As with all biographical attempts that I noted, also this film faces the issue of coming up with a structure to hold the film together. A central (harmless) figure is established, Hitler's personal typist, a very naive young woman from Munich that is indirectly related to some of the higher-ups. Although the film was entertaining to watch, through the enormous pressure to keep all the historical details airtight as far as they are known, I was at times confused about which parts of the stories were real and which were added for dramatic impact.

Ganz's performance is great, he felt a bit too old for the job, but somebody who has read the book assured me, that Hitler really became sort of on old tattery guy towards the end. That also Göring is played by a Swiss actor made me think: No German wanted to play it? Or are they poking fun at the Swiss again?

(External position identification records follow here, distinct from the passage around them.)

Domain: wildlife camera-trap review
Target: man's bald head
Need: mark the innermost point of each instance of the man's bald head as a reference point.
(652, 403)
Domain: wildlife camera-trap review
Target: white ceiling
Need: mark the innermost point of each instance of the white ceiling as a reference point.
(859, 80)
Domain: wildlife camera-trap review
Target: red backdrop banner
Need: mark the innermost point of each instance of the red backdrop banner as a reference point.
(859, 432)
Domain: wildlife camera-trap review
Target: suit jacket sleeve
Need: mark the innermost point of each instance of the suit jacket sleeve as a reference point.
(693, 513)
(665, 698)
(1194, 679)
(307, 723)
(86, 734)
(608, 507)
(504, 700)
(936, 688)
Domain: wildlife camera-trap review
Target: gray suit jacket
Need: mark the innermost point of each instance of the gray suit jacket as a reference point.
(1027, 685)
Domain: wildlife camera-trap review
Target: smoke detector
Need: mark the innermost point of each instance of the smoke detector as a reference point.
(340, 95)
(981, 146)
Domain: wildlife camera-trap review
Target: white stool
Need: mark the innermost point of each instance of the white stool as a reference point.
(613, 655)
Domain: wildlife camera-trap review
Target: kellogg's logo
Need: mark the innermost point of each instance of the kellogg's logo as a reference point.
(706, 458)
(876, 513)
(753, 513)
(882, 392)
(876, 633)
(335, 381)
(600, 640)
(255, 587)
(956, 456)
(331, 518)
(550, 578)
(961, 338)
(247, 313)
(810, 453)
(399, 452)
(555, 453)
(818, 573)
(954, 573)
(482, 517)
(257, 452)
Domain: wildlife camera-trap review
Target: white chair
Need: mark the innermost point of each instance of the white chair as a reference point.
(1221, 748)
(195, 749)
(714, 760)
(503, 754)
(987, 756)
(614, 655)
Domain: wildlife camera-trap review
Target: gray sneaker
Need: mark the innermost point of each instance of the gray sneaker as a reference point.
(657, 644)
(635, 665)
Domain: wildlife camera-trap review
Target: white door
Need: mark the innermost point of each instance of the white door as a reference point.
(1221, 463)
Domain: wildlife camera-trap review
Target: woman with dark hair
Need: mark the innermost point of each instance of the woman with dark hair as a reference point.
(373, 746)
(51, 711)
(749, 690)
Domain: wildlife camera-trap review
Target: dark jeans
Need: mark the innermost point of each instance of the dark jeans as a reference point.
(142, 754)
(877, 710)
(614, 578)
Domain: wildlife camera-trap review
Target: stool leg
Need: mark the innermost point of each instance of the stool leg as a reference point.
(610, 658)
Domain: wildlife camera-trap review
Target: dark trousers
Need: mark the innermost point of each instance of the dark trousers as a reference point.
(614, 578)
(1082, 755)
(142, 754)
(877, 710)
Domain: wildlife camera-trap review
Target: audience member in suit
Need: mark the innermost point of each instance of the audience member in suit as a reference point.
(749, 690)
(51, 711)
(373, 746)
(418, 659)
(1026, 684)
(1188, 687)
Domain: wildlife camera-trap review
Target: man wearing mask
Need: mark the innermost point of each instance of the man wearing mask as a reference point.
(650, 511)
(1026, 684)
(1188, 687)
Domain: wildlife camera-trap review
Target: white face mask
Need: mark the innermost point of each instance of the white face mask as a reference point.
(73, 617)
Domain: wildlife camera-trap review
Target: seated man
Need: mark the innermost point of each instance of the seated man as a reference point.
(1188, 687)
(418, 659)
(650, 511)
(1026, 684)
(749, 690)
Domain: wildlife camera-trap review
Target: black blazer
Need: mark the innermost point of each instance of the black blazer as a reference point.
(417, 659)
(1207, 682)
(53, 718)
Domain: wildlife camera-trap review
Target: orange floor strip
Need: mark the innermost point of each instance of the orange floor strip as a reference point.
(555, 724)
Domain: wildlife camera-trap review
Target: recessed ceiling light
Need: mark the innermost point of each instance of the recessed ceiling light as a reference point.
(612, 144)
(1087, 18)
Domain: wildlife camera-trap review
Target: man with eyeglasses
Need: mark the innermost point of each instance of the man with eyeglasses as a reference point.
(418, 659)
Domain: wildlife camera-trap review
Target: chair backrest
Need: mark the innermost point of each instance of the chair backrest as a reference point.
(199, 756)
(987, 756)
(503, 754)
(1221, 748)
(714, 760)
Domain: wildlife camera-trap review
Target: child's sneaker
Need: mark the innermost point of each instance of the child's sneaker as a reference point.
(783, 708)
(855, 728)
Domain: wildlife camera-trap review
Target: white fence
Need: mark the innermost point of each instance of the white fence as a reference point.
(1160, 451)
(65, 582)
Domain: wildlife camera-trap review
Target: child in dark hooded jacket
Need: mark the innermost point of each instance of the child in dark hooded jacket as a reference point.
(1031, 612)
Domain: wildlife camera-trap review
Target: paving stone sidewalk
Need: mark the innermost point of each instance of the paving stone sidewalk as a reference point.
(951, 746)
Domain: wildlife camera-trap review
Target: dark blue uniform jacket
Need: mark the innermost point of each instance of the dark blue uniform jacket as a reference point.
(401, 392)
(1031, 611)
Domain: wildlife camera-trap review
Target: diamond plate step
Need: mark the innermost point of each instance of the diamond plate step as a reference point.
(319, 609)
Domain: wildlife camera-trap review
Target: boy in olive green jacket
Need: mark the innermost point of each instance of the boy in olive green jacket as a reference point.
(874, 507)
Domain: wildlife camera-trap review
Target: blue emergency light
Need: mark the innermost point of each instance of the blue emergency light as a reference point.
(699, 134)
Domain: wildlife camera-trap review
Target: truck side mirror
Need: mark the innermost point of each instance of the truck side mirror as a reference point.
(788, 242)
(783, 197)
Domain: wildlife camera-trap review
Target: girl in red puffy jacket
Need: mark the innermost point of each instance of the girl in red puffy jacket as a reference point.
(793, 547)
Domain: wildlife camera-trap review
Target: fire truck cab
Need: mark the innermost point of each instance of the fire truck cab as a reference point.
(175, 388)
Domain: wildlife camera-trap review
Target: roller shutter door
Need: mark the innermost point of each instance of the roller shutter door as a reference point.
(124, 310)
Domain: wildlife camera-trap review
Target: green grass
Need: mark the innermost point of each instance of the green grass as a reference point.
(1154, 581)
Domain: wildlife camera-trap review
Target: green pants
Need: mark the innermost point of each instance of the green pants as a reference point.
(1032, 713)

This film is so close to a documentary - given that you believe what is said - that I couldn't put it into a "fictional" category.

The Big Sleep (Hawks, 1946) - TSPDT #263

 A detective gets hired to... unearth the one secret he was not supposed to discover.

Basically, the archetype of all entertainment crime films. Very easy to watch and some really memorable scenes and dialogue. Lauren Bacall makes an extraordinary impression, basically, because she is so sphinx-like. All the other actors are also quite impressive, even from small parts.

The story might not be the greatest crime story ever and this transforms into the one or other problems with the structure. Generally, although highly enjoyable, is didn't feel very "real" - ie there's practically no naturalistic sense, which makes some of the characters a little bit too cardboard like for my taste.

Broken Blossoms (Griffith, 1919) - TSPDT #112

A Chinese falls into love with the mistreated daughter of a violent local thug and boxer.

Although it is a rather small story stretched out to somewhat improbable length, it holds up amazingly well against time. Some of the photography is quite remarkable. The use of masks to cover up parts of the picture - resulting in vertical cinematography is used quite a bit - the tinting of imagery has been used by Griffith over and over. There are slightly too many plates already, and the language seems a bit strange - like a sort of "passive formulation".